Look at me Brenda, keep looking while you do it.

I thought I was going to get lockjaw trying to do the deed with my mouth and make sultry eyes at the same time, I looked demented. But it did the trick.

She was delighted with me then. So, maybe she’ll welcome me with open arms now.

Come in, come in you gorgeous lunatic, what are you loitering out by my bins for? COME IN.

This woman? She’s my hired help. Ignore her. Ignore her gleamy mirror hair. I’ve no interest. It’s you. It’s always been you Brenda.

No.

Okay.

She is Olivia, she is my girlfriend and I am hiding in her bin hut, balancing on a wheelie bin.
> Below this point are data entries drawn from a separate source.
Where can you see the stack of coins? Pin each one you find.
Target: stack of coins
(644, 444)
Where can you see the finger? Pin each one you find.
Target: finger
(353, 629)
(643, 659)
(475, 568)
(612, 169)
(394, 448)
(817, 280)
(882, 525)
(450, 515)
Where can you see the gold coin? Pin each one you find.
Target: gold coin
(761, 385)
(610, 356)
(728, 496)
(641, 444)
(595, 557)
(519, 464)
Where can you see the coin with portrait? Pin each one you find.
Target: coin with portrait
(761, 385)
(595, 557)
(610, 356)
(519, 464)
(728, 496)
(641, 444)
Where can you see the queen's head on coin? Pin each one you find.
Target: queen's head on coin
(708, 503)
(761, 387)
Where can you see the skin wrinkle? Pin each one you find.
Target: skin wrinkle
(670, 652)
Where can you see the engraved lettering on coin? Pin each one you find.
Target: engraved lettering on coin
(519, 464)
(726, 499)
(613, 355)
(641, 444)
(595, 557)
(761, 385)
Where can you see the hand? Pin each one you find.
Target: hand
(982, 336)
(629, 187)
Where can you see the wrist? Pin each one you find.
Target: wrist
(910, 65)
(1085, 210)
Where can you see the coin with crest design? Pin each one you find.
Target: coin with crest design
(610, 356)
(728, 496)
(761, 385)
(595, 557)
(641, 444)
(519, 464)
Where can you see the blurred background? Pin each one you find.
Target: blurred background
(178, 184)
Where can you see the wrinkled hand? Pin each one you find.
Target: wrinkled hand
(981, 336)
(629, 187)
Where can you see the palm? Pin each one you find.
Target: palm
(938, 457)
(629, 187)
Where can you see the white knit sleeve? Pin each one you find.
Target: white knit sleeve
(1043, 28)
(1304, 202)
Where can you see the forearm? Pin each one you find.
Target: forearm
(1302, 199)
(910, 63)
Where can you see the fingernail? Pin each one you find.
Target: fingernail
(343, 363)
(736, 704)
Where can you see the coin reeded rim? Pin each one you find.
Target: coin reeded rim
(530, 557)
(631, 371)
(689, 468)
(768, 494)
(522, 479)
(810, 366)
Who has a house for their bins?

But she was always immaculate; she would line up all her toiletries in the bathroom in order of size and make sure that the labels were facing the right way like an army of hygiene.

Frizzy hair Brenda, is a curse. You’re so lucky with yours.

Her hair wasn’t frizzy at all like, it was perfection but that’s not relevant.

What is relevant is her gorgeous attention to detail so… no wonder her bins are housed.

Three different bins.

I can’t work out what the square blue bin is for? Blue bin is a bit far to go investigating and I’m already in very real danger of my rain-soaked Converse sliding me off the one I’m on. But I am very curious now to know what’s in it.

Should never have started thinking so deeply about the blue bin but here we are.

What is in it?? I thought we were only supposed to have one bin. She’s always extraordinary, always different from the rest of us, a bit… better.

Fuck it. I have to know.

If she sees me I will…

(She prepares to investigate, from her precarious position.)

Okay. Be wide and stay low.

Crouching as small as I go, I slant my whole body to the right, clinging onto the timbery wall for balance, the smells of my feet and the bin rot creep deeper into my mouth but but I just manage to grab the lid of the blue bin and launch it upwards. It twhacks against the back of the bin house though and I teeter and then bin totters underneath me.

I freeze. If one of them comes out to me I will be in Such Shit.

But.

Silence.

I’m okay I think.

And

The blue bin is full of paper, it’s full of paper, oh.

But thick paper and kind of coloured canvases.

I pull one out, just about and hold it up to see, and it’s her.